Anche solo sentirla parlare al telefono dà carica. Sarà per questo che è stata una delle pallavoliste italiane più forti (Miglior Palleggiatrice al mondo nel 1998) e capitana della Nazionale. Eppure, non le piace essere definita una “motivatrice”, piuttosto, pensa che il suo ruolo oggi sia “raccontare esperienze” e trasmettere a chi la ascolta la voglia di mettersi in gioco.

Maurizia Cacciatori, 47 anni, si è avvicinata al mondo delle Risorse Umane già all’epoca della sua carriera sportiva: “Anche quando ero in attività venivo interpellata dalle aziende, che volevano capire come, da capitana della Nazionale di volley, gestivo il mio team”, racconta, spiegando di avere sempre accettato gli inviti a salire sul palco con grande entusiasmo e di avere sempre creduto nel parallelismo tra mondo dello sport e mondo aziendale.

“Finita la carriera agonistica, ho lavorato nell’ambito della comunicazione, come commentatrice sportiva.
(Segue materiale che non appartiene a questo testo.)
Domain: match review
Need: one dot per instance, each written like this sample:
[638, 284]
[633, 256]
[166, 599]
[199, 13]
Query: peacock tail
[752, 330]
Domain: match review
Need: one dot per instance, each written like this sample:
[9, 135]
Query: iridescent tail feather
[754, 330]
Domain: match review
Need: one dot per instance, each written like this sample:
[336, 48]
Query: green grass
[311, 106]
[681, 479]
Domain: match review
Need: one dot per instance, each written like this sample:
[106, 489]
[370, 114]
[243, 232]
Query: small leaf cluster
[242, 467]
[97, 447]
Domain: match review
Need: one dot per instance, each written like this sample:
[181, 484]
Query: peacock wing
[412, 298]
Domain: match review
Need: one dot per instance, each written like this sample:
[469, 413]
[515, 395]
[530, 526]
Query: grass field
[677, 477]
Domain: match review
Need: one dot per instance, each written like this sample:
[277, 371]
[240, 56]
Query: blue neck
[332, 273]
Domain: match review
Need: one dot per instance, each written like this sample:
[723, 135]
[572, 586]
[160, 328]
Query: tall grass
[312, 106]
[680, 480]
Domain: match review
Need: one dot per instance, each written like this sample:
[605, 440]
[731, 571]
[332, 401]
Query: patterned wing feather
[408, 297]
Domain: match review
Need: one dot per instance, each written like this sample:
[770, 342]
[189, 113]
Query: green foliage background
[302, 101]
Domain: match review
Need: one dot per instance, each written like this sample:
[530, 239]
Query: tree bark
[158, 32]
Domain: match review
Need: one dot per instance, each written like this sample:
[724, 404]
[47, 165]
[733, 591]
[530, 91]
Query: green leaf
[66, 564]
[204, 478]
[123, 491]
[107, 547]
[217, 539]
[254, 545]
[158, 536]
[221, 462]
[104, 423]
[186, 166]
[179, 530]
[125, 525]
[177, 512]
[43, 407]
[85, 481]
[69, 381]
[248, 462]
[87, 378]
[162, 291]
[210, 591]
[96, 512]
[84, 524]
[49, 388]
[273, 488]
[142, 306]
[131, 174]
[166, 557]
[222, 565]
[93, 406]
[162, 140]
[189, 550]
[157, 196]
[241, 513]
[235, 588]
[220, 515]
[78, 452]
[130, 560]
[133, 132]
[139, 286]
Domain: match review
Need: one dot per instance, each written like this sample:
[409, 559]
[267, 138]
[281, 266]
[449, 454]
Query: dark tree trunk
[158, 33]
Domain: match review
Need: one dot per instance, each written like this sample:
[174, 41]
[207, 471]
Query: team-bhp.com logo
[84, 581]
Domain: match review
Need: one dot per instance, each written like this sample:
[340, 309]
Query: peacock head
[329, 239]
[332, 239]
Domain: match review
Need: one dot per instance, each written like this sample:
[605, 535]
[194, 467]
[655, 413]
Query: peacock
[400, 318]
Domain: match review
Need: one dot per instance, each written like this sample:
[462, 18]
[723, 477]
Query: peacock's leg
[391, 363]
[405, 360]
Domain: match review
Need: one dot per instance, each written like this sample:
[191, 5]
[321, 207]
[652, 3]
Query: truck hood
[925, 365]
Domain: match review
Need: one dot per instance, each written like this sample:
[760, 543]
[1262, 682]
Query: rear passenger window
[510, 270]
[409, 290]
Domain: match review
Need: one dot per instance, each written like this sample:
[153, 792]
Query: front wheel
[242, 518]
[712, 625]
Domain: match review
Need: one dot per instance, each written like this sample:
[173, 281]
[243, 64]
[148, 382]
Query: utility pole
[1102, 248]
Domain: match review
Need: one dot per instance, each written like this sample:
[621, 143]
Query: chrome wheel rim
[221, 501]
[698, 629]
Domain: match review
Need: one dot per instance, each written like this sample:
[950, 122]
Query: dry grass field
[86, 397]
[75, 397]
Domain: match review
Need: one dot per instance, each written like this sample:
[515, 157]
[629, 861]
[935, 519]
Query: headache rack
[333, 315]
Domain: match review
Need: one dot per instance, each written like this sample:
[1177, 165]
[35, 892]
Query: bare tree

Oggi mi sento a mio agio nel ruolo di relatrice aziendale, perché posso portare le mie esperienze, raccontare le storie che ho condiviso con squadre vincenti e meno vincenti, i momenti di difficoltà che insieme alle compagne abbiamo saputo superare. Insomma, parlo di un vissuto che torna molto utile nell’ambito delle soft skill”.

Ricordi il tuo debutto come relatrice aziendale?

Ho un’immagine molto forte di una presentazione che feci con Pfizer, in una convention dove per la prima volta avrei dovuto parlare per un paio d’ore: una prova ben diversa da quelle che ho affrontato per tanti anni sul campo, perché lì sarei stata da sola, non era il gioco di squadra al quale ero abituata. Mi ero molto preparata, proprio come quando ci si concentra per un match, e pensavo di avere tutto sotto controllo, ma una volta salita sul palco ho sentito una forte emozione, che mi ha riportato con la mente nel palazzetto di Sidney, dove nel 2000 giocammo le Olimpiadi. Allora mi sono detta che potevo farcela anche in quel contesto, vivendo comunque l’emozione del momento.

Come ti sei preparata per diventare una professionista anche nell’ambito della formazione aziendale?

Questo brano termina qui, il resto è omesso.